We were very fortunate to have two guest speakers join us throughout the course of the workshop.

Dr. Pauline Souleau, a lecturer in French at the University of Oxford, spoke to us about the challenges of teaching conversation in modern language, and shared the importance of structuring a language course that prioritizes speaking and listening skills for the sake of understanding the consequential transformations of grammar and vocabulary from the written to the oral form of a language. Dr. Souleau's lecture initiated a lively discussion that addressed questions of conventional methods in Latin language teaching, and distinctions between the register of Latin we are used to seeing in classical literature versus the register we should aim for when speaking Latin. The conversation expanded to encompass the broader aims of Latin pedagogy: should we treat Latin sentences as codes to be broken? To what extent can the structure of the language itself provide insight into the culture? To what extent can and should active use of the language be perceived as a benefit to understanding the Ancient Roman world?

A. Gratius Avitus, a fluent Latin speaker and founder of the Circulus Latinus Londiniensis (London Latin Circle), addressed the participants for one hour in Latin, introducing them to a range of resources, organizations and events which teach and explore uses of Latin as a living language. Videos of Living Latin communities in action demonstrated remarkable variation in individual speaking styles (accents, pronunciation, inflection, and idiosyncracies in vocabulary), and exhibited each speaker's unique ability to bring the language to life. Avitus' talk was eye-opening for participants, some of whom were astonished at the amount of content they could readily understand, even if it had been years or decades since they had encountered formal instruction in Latin.

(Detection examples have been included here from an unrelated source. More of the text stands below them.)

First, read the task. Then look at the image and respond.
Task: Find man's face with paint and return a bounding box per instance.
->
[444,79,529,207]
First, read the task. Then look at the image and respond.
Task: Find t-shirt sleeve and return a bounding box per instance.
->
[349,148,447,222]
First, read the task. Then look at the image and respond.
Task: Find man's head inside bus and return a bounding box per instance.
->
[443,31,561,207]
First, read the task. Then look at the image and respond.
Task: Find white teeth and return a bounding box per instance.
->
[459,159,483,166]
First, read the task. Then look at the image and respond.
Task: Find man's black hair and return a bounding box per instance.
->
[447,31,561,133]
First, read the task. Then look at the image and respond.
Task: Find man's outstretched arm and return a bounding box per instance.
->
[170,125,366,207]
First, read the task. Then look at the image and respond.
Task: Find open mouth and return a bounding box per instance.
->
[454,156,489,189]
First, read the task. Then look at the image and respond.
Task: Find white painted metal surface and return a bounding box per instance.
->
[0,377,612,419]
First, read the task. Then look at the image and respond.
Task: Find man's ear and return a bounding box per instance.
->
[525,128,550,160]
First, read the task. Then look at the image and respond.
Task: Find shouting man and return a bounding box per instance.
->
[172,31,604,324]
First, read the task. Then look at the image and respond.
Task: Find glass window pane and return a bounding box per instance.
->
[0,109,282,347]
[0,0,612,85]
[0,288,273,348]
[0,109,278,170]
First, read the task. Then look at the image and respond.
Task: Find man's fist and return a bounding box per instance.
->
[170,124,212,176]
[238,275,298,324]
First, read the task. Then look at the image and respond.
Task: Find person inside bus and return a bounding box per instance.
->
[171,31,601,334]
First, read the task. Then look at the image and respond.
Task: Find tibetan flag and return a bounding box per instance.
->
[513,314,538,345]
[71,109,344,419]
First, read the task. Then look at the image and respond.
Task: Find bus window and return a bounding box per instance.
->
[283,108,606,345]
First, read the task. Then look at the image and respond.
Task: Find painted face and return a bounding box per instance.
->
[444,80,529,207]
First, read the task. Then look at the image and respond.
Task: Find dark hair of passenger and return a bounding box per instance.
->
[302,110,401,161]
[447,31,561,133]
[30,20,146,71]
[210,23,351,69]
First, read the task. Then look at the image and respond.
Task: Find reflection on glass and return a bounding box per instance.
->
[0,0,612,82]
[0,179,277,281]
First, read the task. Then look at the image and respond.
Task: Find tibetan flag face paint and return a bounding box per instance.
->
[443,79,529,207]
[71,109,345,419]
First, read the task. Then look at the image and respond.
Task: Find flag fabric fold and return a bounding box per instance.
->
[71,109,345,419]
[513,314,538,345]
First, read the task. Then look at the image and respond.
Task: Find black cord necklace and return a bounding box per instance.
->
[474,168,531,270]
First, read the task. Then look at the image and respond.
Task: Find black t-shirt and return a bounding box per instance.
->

Avitus also led a highly stimulating short literary seminar, where participants read and discussed (in Latin) the opening of Geoffrey of Monmouth's Vita Merlini (style, themes, and noteworthy areas of engagement with textual precedents in classical Latin, especially in the epic tradition). Avitus was an excellent facilitator, encouraging participants to offer responses to his questions in as much depth and completeness as they were comfortable providing. This activity showed particular potential for further development either in extended sessions in further workshops, or in a regularly meeting Latin conversation group setting, ideally with the facilitation of an experienced Latin speaker.

Avitus explaining a literary passage entirely in Latin.jpeg

Avitus explaining a literary passage entirely in Latin!